Ik heb nog nooit een wet gelezen.
Wees gewoon dwars
Er zijn allerlei manieren om dwars te denken en dwars te doen, aldus Marko Does. Waarin hij zelf dwars is? ‘Misschien hierin: ik heb nog nooit van m’n leven een wet gelezen, terwijl je zou kunnen zeggen dat dit wel bij mijn functie hoort. Ook de Participatiewet heb ik bewust niet gelezen. Want daarin staat niet de mens centraal, die ik juist wel centraal wil stellen. Dat doe ik dus al veertig jaar op mijn eigen manier.’ Does merkt dat dwarsheid per definitie weerstand oproept. ‘Maar om te bereiken wat je wilt bereiken, moet je soms toch gewoon dwars zijn.’

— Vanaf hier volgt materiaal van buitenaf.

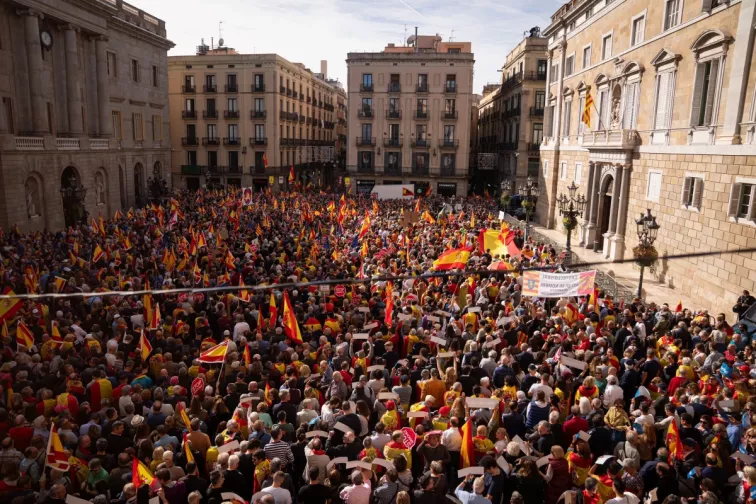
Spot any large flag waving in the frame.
[283,291,302,345]
[433,248,471,271]
[197,340,228,364]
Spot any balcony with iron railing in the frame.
[438,138,459,149]
[357,136,375,147]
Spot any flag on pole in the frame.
[197,340,228,364]
[283,291,302,345]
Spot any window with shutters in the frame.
[646,171,662,202]
[681,173,704,210]
[654,72,675,130]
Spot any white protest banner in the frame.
[218,441,240,453]
[457,466,485,478]
[465,397,499,409]
[305,431,328,439]
[560,355,588,371]
[333,422,354,434]
[522,270,596,298]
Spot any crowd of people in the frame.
[0,190,756,504]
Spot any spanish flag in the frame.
[433,248,471,271]
[197,340,228,364]
[131,457,155,488]
[139,329,152,362]
[283,291,302,345]
[16,322,34,350]
[459,418,475,469]
[45,423,71,472]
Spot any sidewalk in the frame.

Als hofnar kan ik een spiegel voorhouden.
Organiseer tegenspraak
Juri Hoedemakers predikt het dwars zijn in organisaties. Als hofnar leert hij ze wat ze van tegenspraak kunnen leren en hoe ze dat kunnen organiseren. ‘Overal waar georganiseerd wordt, spelen afhankelijkheidsrelaties. En overal waar afhankelijkheidsrelaties bestaan, wordt niet de waarheid gesproken. Maar als hofnar mag ik dat wél doen, want ik hoor niet bij de organisatie. Ik kan me verschuilen achter de metafoor van de hofnar; die vormt een soort buffer. En in die rol kan ik een spiegel voorhouden en kritische vragen stellen. ‘Openlijk dwars zijn, mag dat hier wel?’
Creëer veiligheid
Wat weerhoudt je van dwars zijn in uw organisatie?, wil Ruben Maes van de zaal weten. ‘Veiligheid binnen de groep’, klinkt het vanaf het balkon. Van Dam begeleidt veel studenten die niet alleen elkaar, maar ook hun docenten feedback moeten geven. ‘Dat is spannend, daarom is de feedback niet herleidbaar. Maar om er wel van te leren, gaan ze er in kleine groepjes over in gesprek. Dat maakt het veilig.’ Hoedemakers onderstreept: ‘Niemand vindt feedback werkelijk een cadeautje, niemand zal zeggen: ‘Lekker, die negatieve feedback.’ Wat je er mee doet, dát is het cadeautje.’
Zoek nieuwe wegen
Maes herhaalt de vraag: ‘Wat weerhoudt je ervan om dwars te zijn?’ ‘Bestaande systemen’, roept iemand vanuit de zaal. Herkenning alom. Maar er zijn mooie voorbeelden van initiatieven die dwars door bestaande systemen proberen heen te breken. ‘Zoals Collectief Kapitaal’, zegt Van Dam. ‘Die beweging is op zoek gegaan naar nieuwe wegen. Weg van de gebaande paden. En met succes.’ Does vult aan: ‘Wij gaan als organisatie heel bewust op zoek naar nieuwe wegen. Daar hebben we laatst nog een hele week voor uitgetrokken, met behulp van serious gaming. Dat kostte best wat geld, maar het levert nog meer op.’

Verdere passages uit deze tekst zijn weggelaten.